I read something about 95% exporting required: What if 95% of my sales do not go overseas?
It does not matter what percentage of a company’s sales are qualified export sales. The 95% Test related to sales has to do with the sales that are considered for IC-DISC calculation purposes.¬† Export IC-DISC has clients across the board with exports ranging from 3% to 100% of total sales at the operating company level.
I provide Engineering and Architecture services; can I benefit from an IC-DISC?
If the Engineering and/or Architecture services occur in the United States for projects taking place outside of the United States, then a company can take advantage of an IC-DISC.
Part of my company is owned by an ESOP; is that an issue?
An ESOP can own part of an IC-DISC; however, it will not receive benefits or penalties for its ownership in an IC-DISC. In the case where a company is not 100% owned by an ESOP the remaining shareholders can receive benefits with an IC-DISC. Therefore, even if a company is partly owned by an ESOP it still makes sense to have an IC-DISC.
We are a foreign owned company; can we use an IC-DISC?
It depends. A 100% foreign owned company cannot receive tax advantages under an IC-DISC. However, for companies with partial foreign ownership and partial U.S. ownership, the U.S. shareholders can take advantage of an IC-DISC. In this case because the foreign owners are not affected negatively, it still makes sense to have an IC-DISC.
My CPA looked into this a while ago and said I did not qualify; is it worth looking into again?
Definitely.  Click here to use our IC-DISC Tax Savings Estimator or call us at 1-903-689-DISC.
My business is in agriculture; would I be able to benefit from an IC-DISC?
Yes. Growers, farmers, processors, suppliers, elevator operators, cooperatives and others associated with agriculture, whether crops or livestock, can take advantage of an IC-DISC. This holds true even if you are not the ultimate producer or exporter of goods and products.

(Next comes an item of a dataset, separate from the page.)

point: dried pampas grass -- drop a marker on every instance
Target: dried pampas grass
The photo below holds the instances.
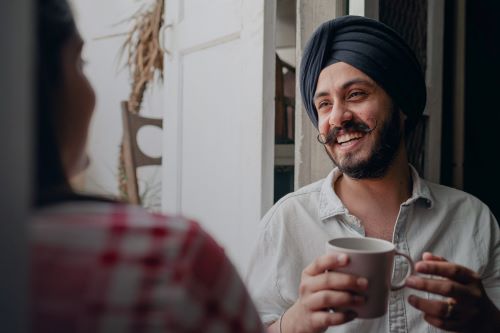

What if I purchase goods from outside the United States and have them directly shipped to my client who is also outside of the United States; would this count towards my IC-DISC benefits?
No. Goods must originate or have a significant amount of their content value derived from the United States. See qualified exports.
When is the IC-DISC tax return due?
An IC-DISC return is due the 15th day of the 9th month after the year-end of the IC-DISC. For a calendar year-end IC-DISC the tax return is due September 15th.
What if I have two operating companies; do I need two IC-DISCs?
Not necessarily. It is possible to have two operating companies served by one IC-DISC; however, differences in ownership of the two companies may necessitate two separate IC-DISCs.
Are there any other tax programs in the United States specific for exporting?
There are no other tax programs that offer direct tax benefit as an IC-DISC does. There are other general tax programs; however, that exporters can take advantage of in addition to have an IC-DISC. Contact us for more information.
Does it matter if my company is on a cash basis or accrual basis?
No. With an IC-DISC it does not matter if your company is on a cash or accrual basis.
What if a portion of my products have content from outside the United States?
Products having content from outside the United States is fine as long as not more than 50% of the value of the product is derived from outside the United States. When several factors, including added components, packaging and labor, are factored into the United States content equation the 50% content rule is often adhered to.